University of Connecticut

Events Calendar

Katzenstein Distinguished Lecture

Friday, October 28, 2016
4:00pm – 5:30pm

Storrs Campus
Gant Science Complex, Physics, Room PB-36

Professor Leon N. Cooper, 1972 Nobel Laureate in Physics (with J. Bardeen and J.R. Schrieffer)

Professor Cooper joined Brown University in 1958 where he became Henry Ledyard Goddard University Professor, and where he is presently the Thomas J. Watson, Sr. Professor of Science, Director of the Institute for Brain and Neural Systems, and the Brain Science Program. Professor Cooper has received many forms of recognition for his work. In 1972 he received the Nobel Prize in Physics (with J. Bardeen and J. R. Schrieffer) for his studies on the theory of superconductivity, which were completed while still in his 20s. His concept of Cooper pairs forms the basis of the BCS theory.

“On the Interpretation of the Quantum Theory: Can Free Will And Locality Exist Together In The Quantum Theory?”

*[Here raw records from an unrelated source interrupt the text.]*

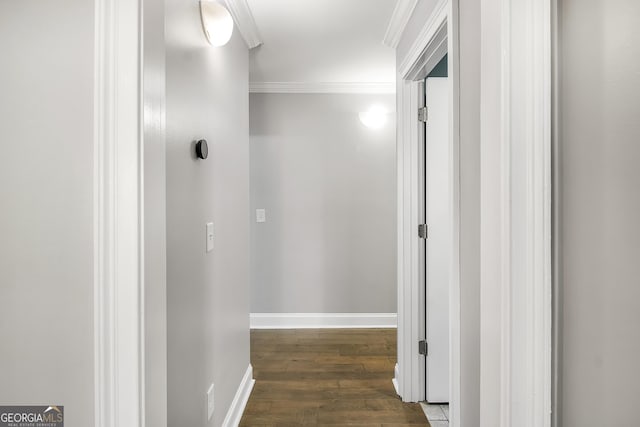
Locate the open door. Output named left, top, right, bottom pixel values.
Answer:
left=424, top=77, right=452, bottom=403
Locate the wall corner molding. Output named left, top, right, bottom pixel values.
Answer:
left=222, top=364, right=256, bottom=427
left=250, top=313, right=398, bottom=329
left=225, top=0, right=262, bottom=49
left=382, top=0, right=418, bottom=49
left=249, top=82, right=396, bottom=94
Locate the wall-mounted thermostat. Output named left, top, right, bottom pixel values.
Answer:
left=196, top=139, right=209, bottom=160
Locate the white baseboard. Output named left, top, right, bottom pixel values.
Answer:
left=251, top=313, right=398, bottom=329
left=222, top=365, right=256, bottom=427
left=391, top=363, right=402, bottom=397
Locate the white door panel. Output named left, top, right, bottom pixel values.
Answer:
left=425, top=77, right=452, bottom=403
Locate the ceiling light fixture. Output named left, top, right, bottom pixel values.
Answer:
left=359, top=105, right=389, bottom=129
left=200, top=1, right=233, bottom=47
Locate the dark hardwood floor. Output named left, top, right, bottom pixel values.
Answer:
left=240, top=329, right=429, bottom=427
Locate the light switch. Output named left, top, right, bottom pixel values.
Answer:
left=207, top=384, right=215, bottom=420
left=207, top=222, right=213, bottom=252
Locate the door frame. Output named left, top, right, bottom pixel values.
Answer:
left=93, top=0, right=145, bottom=427
left=394, top=0, right=460, bottom=418
left=394, top=0, right=558, bottom=427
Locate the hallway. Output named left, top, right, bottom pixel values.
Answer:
left=240, top=329, right=429, bottom=427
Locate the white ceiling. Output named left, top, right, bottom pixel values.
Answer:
left=248, top=0, right=397, bottom=83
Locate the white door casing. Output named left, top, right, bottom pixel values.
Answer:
left=94, top=0, right=145, bottom=427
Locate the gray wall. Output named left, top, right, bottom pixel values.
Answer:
left=165, top=0, right=249, bottom=427
left=143, top=2, right=167, bottom=427
left=397, top=0, right=480, bottom=427
left=0, top=0, right=94, bottom=427
left=250, top=94, right=397, bottom=313
left=559, top=0, right=640, bottom=427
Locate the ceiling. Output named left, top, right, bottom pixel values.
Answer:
left=248, top=0, right=397, bottom=83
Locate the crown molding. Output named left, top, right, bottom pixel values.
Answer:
left=249, top=82, right=396, bottom=94
left=225, top=0, right=262, bottom=49
left=382, top=0, right=418, bottom=49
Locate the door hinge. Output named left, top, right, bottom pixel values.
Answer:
left=418, top=340, right=429, bottom=356
left=418, top=107, right=429, bottom=123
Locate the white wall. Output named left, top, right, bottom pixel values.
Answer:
left=250, top=94, right=397, bottom=313
left=558, top=0, right=640, bottom=427
left=0, top=0, right=94, bottom=427
left=397, top=0, right=480, bottom=427
left=165, top=0, right=249, bottom=427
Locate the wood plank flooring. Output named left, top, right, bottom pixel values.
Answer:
left=240, top=329, right=429, bottom=427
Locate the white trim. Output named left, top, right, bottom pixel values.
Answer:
left=391, top=363, right=400, bottom=396
left=249, top=82, right=396, bottom=94
left=481, top=0, right=552, bottom=427
left=225, top=0, right=262, bottom=49
left=500, top=0, right=551, bottom=427
left=444, top=0, right=462, bottom=427
left=250, top=313, right=398, bottom=329
left=222, top=365, right=256, bottom=427
left=382, top=0, right=418, bottom=49
left=398, top=0, right=451, bottom=77
left=94, top=0, right=145, bottom=427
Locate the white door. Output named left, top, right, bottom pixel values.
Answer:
left=425, top=77, right=452, bottom=403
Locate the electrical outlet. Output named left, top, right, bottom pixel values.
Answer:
left=207, top=384, right=215, bottom=420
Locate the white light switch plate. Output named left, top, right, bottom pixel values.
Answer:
left=207, top=222, right=213, bottom=252
left=207, top=384, right=215, bottom=420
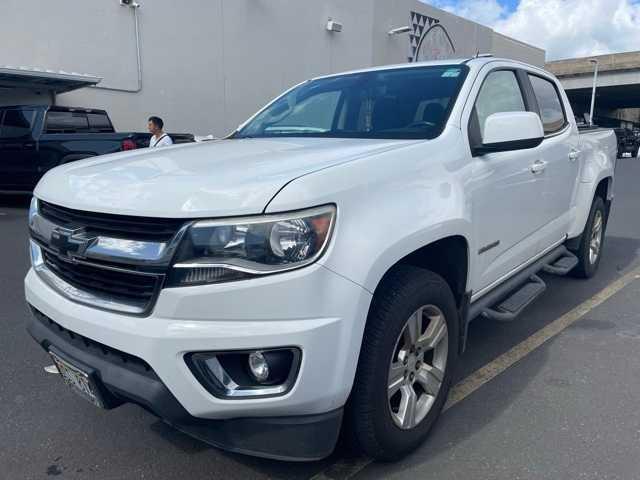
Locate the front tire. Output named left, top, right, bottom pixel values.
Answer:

The quantum theory is the basis for thousands of calculations of atomic and molecular systems. They can be used to determine the chemical and (ultimately) biological properties of these systems. In some situations, such as the magnetic moment of the electron, agreement between theory and experiment is truly astonishing. But the interpretation of the quantum theory is still disputed. In particular, how can we understand such things as wave function reduction? In this lecture I will present an interpretation of the quantum theory that does not require wave function reduction. I will also treat such questions as: What is a measurement? And can free will and locality exist together in the quantum theory?

Refreshments will be prior to the event, at 3:15 p.m., outside Room PB-36.